Two Interpretations of Order
Adapted from The New American Haggadah
Reading 1. The Passover seder is conducted in an orderly fashion, with each ritual performed at a certain time, in a certain way, according to thousands of years of tradition This is surprising, as the Jewish people do not have a history of being particularly well organized. Look around the table. Soon things will be spilled. You might be sitting with people you do not know very well or do not like very much, so your own emotional state is somewhat disordered. Nobody likes everything served at the Passover dinner, so there will be chaos within people’s plates, and the room is likely to be either too hot or too cold for someone, creating a chaos of discomfort. Perhaps there is someone who has not yet been seated, even as the seder is beginning, because they are “checking the food,” a phrase which here means sneaking a few bites when they’re supposed to be participating in the ceremony.

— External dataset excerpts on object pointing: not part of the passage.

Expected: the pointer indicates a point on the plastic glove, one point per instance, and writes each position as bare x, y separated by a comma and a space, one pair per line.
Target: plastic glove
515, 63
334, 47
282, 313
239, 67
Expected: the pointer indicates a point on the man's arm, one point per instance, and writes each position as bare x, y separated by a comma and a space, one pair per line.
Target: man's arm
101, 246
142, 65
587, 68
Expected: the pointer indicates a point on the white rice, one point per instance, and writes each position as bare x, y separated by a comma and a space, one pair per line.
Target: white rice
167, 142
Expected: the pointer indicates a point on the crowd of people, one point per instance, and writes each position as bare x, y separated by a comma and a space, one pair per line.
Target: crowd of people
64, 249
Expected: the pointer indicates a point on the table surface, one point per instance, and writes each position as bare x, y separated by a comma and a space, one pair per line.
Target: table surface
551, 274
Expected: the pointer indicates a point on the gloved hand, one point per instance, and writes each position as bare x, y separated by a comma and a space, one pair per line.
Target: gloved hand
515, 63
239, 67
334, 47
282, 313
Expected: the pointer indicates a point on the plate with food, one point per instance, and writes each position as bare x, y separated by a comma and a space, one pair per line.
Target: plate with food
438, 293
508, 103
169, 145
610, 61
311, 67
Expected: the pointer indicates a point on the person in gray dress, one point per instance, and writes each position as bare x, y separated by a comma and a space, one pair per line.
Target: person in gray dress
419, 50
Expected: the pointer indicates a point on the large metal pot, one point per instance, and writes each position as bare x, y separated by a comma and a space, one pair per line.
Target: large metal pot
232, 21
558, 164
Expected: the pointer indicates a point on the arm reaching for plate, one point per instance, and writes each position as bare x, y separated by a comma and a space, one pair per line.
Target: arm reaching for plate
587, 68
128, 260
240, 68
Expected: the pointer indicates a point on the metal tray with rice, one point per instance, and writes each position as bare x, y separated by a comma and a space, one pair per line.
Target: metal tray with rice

This is as it should be. Passover celebrates freedom, and while the evening will proceed in a certain order, it is the muddle and mess around the order that represent the freedom that everyone deserves. With that in mind,
Feel free to let your hosts know ahead of time about anything – i.e., eggs in salt water, gefilte fish, matzo ball soup – that you definitely DO NOT want to eat. We don’t mind, and as Jews, we hate to waste food.
Feel free to excuse yourself in an orderly fashion at some point in the ceremony to check on the food.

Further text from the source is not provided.